I saw this question and calculated 1/16 as the answer.
Q1) A lucky boy has been getting heads every time in three tosses of a coin, what is the probability that he will get heads again in the fourth tossing of the coin?
Then, this question came along and I calculated 1/36 as the answer.
Q2) A fair die is tossed twice. Given that a 2 appears on the first toss, the
probability that the sum of the two tosses is 7 equals?
My analogy for first solution was that getting an H is independent event, thus getting four H in a row should have probability equal to (1/2) ^ 4.

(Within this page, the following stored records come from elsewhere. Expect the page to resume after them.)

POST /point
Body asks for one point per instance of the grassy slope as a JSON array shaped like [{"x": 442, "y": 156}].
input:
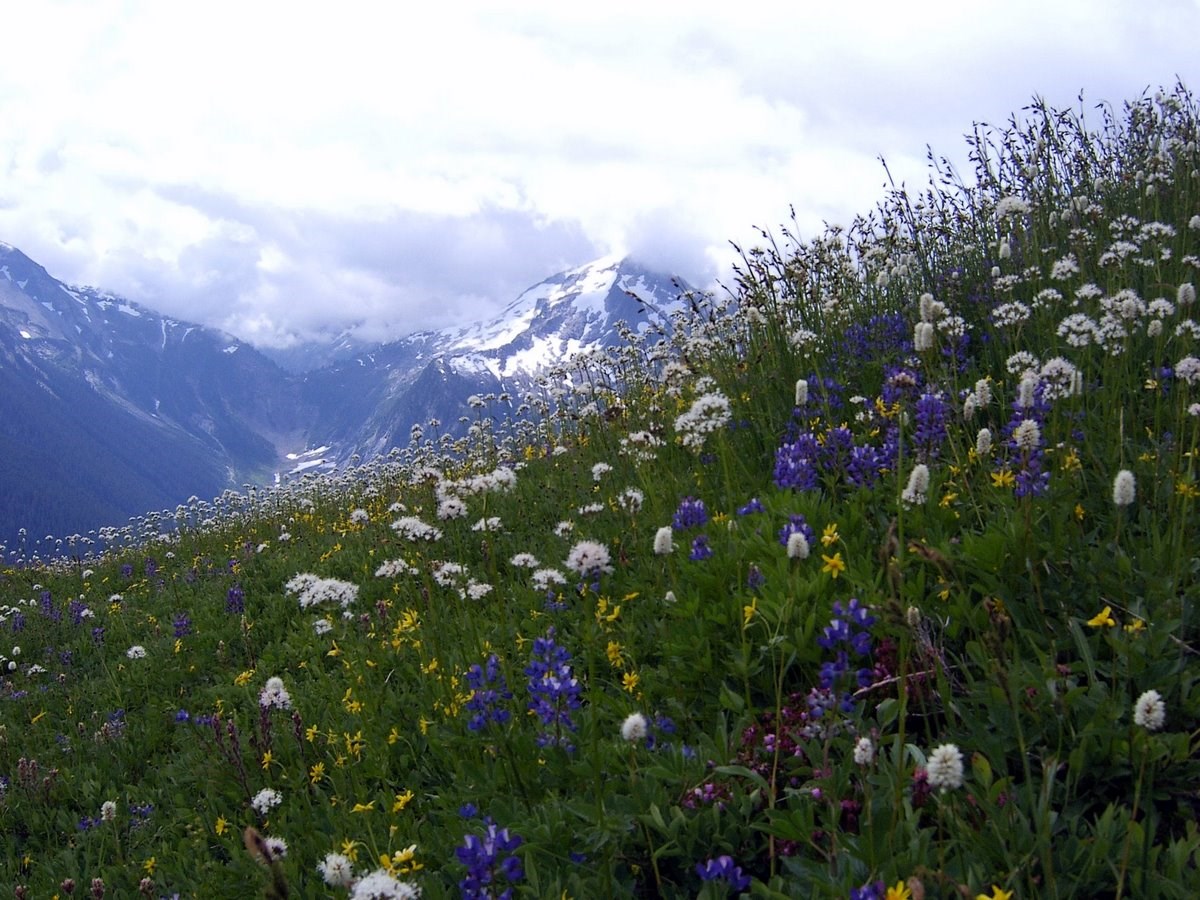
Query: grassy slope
[{"x": 983, "y": 595}]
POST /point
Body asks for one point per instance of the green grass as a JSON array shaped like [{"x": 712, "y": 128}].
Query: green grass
[{"x": 1009, "y": 613}]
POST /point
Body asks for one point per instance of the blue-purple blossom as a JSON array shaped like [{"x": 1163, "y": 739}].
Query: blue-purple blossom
[
  {"x": 846, "y": 634},
  {"x": 691, "y": 514},
  {"x": 929, "y": 432},
  {"x": 491, "y": 863},
  {"x": 235, "y": 600},
  {"x": 754, "y": 505},
  {"x": 489, "y": 694},
  {"x": 553, "y": 689},
  {"x": 796, "y": 463},
  {"x": 724, "y": 869},
  {"x": 797, "y": 525}
]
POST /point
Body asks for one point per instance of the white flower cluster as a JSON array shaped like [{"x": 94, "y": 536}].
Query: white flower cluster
[
  {"x": 945, "y": 768},
  {"x": 265, "y": 801},
  {"x": 640, "y": 447},
  {"x": 708, "y": 413},
  {"x": 918, "y": 485},
  {"x": 543, "y": 579},
  {"x": 382, "y": 885},
  {"x": 589, "y": 558},
  {"x": 414, "y": 529},
  {"x": 1150, "y": 712},
  {"x": 313, "y": 591},
  {"x": 394, "y": 569},
  {"x": 274, "y": 695}
]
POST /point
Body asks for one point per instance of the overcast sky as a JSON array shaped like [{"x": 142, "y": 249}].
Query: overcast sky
[{"x": 283, "y": 168}]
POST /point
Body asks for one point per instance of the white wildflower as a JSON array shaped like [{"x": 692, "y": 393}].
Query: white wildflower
[
  {"x": 663, "y": 541},
  {"x": 634, "y": 729},
  {"x": 945, "y": 768},
  {"x": 1150, "y": 712},
  {"x": 797, "y": 546},
  {"x": 983, "y": 442},
  {"x": 543, "y": 579},
  {"x": 918, "y": 485},
  {"x": 336, "y": 870},
  {"x": 274, "y": 695},
  {"x": 265, "y": 801},
  {"x": 864, "y": 751},
  {"x": 802, "y": 393},
  {"x": 1125, "y": 489},
  {"x": 588, "y": 558}
]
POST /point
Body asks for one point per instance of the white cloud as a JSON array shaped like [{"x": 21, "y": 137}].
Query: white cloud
[{"x": 280, "y": 167}]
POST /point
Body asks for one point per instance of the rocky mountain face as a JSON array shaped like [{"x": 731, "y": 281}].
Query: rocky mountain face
[{"x": 108, "y": 409}]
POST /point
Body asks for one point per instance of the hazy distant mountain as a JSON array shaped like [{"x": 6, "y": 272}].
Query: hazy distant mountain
[
  {"x": 370, "y": 403},
  {"x": 108, "y": 409}
]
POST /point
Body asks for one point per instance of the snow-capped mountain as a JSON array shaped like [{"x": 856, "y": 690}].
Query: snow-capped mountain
[
  {"x": 369, "y": 405},
  {"x": 108, "y": 409}
]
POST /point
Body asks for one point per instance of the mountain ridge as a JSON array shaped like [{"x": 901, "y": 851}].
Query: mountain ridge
[{"x": 151, "y": 409}]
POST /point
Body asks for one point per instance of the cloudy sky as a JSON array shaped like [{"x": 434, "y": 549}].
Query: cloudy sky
[{"x": 280, "y": 169}]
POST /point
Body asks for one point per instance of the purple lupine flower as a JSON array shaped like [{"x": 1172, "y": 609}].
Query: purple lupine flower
[
  {"x": 235, "y": 600},
  {"x": 490, "y": 862},
  {"x": 489, "y": 690},
  {"x": 754, "y": 505},
  {"x": 837, "y": 449},
  {"x": 723, "y": 868},
  {"x": 1026, "y": 442},
  {"x": 691, "y": 514},
  {"x": 797, "y": 523},
  {"x": 846, "y": 634},
  {"x": 929, "y": 433},
  {"x": 553, "y": 689},
  {"x": 796, "y": 463},
  {"x": 870, "y": 891}
]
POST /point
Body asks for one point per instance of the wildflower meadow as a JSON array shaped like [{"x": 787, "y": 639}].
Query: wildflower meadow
[{"x": 873, "y": 576}]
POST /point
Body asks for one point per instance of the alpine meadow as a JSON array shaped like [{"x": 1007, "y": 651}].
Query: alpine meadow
[{"x": 874, "y": 575}]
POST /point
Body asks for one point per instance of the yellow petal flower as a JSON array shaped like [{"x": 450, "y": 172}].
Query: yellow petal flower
[{"x": 834, "y": 564}]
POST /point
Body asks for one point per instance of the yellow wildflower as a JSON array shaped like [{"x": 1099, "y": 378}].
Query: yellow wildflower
[
  {"x": 402, "y": 799},
  {"x": 829, "y": 535},
  {"x": 834, "y": 564},
  {"x": 615, "y": 654}
]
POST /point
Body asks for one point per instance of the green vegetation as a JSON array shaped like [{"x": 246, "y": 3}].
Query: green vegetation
[{"x": 876, "y": 579}]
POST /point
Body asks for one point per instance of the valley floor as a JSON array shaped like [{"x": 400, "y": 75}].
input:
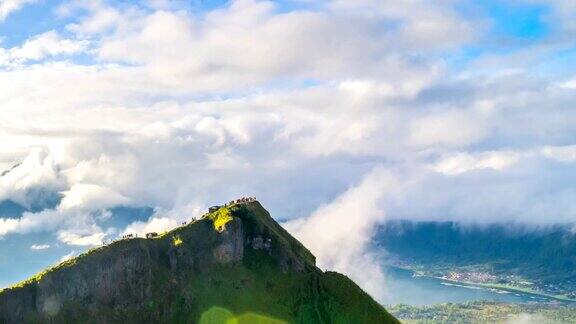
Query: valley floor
[{"x": 485, "y": 312}]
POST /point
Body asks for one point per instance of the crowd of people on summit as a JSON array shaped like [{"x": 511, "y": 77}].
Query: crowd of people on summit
[{"x": 211, "y": 209}]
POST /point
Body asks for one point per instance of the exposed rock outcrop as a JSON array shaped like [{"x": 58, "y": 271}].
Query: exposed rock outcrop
[{"x": 177, "y": 276}]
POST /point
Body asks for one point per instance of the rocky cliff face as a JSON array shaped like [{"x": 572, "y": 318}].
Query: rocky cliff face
[{"x": 251, "y": 266}]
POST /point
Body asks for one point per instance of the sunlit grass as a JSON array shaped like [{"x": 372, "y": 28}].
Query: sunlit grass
[
  {"x": 176, "y": 240},
  {"x": 220, "y": 218},
  {"x": 220, "y": 315}
]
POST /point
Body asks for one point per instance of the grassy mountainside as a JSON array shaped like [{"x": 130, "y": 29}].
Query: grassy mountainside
[
  {"x": 544, "y": 254},
  {"x": 235, "y": 265}
]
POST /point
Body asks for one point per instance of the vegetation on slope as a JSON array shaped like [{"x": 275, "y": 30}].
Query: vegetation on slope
[{"x": 177, "y": 278}]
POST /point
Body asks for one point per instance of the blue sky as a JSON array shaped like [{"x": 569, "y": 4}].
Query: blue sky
[{"x": 140, "y": 114}]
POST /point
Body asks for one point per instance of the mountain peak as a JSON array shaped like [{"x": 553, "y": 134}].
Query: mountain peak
[{"x": 235, "y": 260}]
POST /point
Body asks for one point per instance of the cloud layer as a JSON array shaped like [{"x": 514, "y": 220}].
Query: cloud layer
[{"x": 331, "y": 112}]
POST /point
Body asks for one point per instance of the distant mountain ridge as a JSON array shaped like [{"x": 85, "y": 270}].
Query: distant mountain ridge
[
  {"x": 547, "y": 254},
  {"x": 235, "y": 264}
]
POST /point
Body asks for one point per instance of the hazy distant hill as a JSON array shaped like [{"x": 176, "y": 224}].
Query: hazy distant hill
[
  {"x": 545, "y": 253},
  {"x": 252, "y": 271}
]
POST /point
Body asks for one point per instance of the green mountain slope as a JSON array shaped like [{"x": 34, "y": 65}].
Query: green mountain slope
[{"x": 235, "y": 265}]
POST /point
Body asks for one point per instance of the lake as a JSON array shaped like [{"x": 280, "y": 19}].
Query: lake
[{"x": 405, "y": 288}]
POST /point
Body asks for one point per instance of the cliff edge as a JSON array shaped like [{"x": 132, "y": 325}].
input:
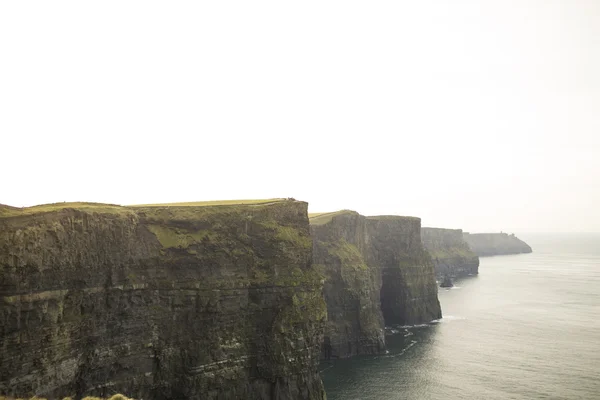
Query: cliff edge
[
  {"x": 377, "y": 273},
  {"x": 408, "y": 290},
  {"x": 193, "y": 300},
  {"x": 492, "y": 244},
  {"x": 352, "y": 287},
  {"x": 450, "y": 253}
]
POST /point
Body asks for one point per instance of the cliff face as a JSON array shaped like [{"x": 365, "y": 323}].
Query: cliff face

For, second question, I thought {2,5} can occur once out of 36 possible cases of the sample space of die rolled twice. But then I thought, since 2 is already been fetched, all I need is a 5 out of {1,2,3,4,5,6}. So answer to second should be 1/6.
Now, I am confused about the terms, I studied mathematics 6 years ago, since I have forgotten terms and their subtleties. It would be really nice if you can provide solutions with explanations.
Edit 1: Just to clarify that I have understood the concept, are these following Questions and Answers right?
Q3) A lucky boy has tossed a coin 3 times, what is the probability that he will get heads again in the fourth tossing of the coin?
A:) 1/2 with sample space: {H,T}
Q4) A lucky boy has tossed a coin 4 times, what is the probability that he will get heads in the fourth tossing of the coin?
A:) 1/2 with event: {HHHH, HHTH, HTHH, THHH, HTTH, THTH, TTHH, TTTH} and sample space { event + 8 more with ending Tail}
Q5) A lucky boy has tossed a coin 4 times, what is the probability that he will get all heads?
A:) 1/16 where event: {HHHH} and sample space {16 possibilities}
Best Answer
The first is a basic concept of probability: We assume such coin experiments to be independent. That means that no matter what happened before, the next throw will produce heads or tails with probability $1\over 2$ each (provided the coin is fair). Therefore, it does not matter if the lucky boy has gotten heads in previous tosses - the next toss is "fresh" and the answer is $1\over 2$ (if we are allowed to assum that the coin is fair).Your answer was to the difeferent question: What is the probability that the next four tosses produce four heads?
Similarly with the second question. You answered the question: What is the probability that the first toss is a 2 and the second toss is a 5? However, that the first toss is a 2 is already given. Hence the actual question is: What is the probability that the second toss is a 5? Answer is $1\over 6$.
Think of it this way: Given that you have tossed three heads in a row, what is the probability that after the next toss you have a total of four tails? Without the info about the first three tosses, one would calculate $1\over 16$. But in reality, four tails is not even possible if you already have three heads.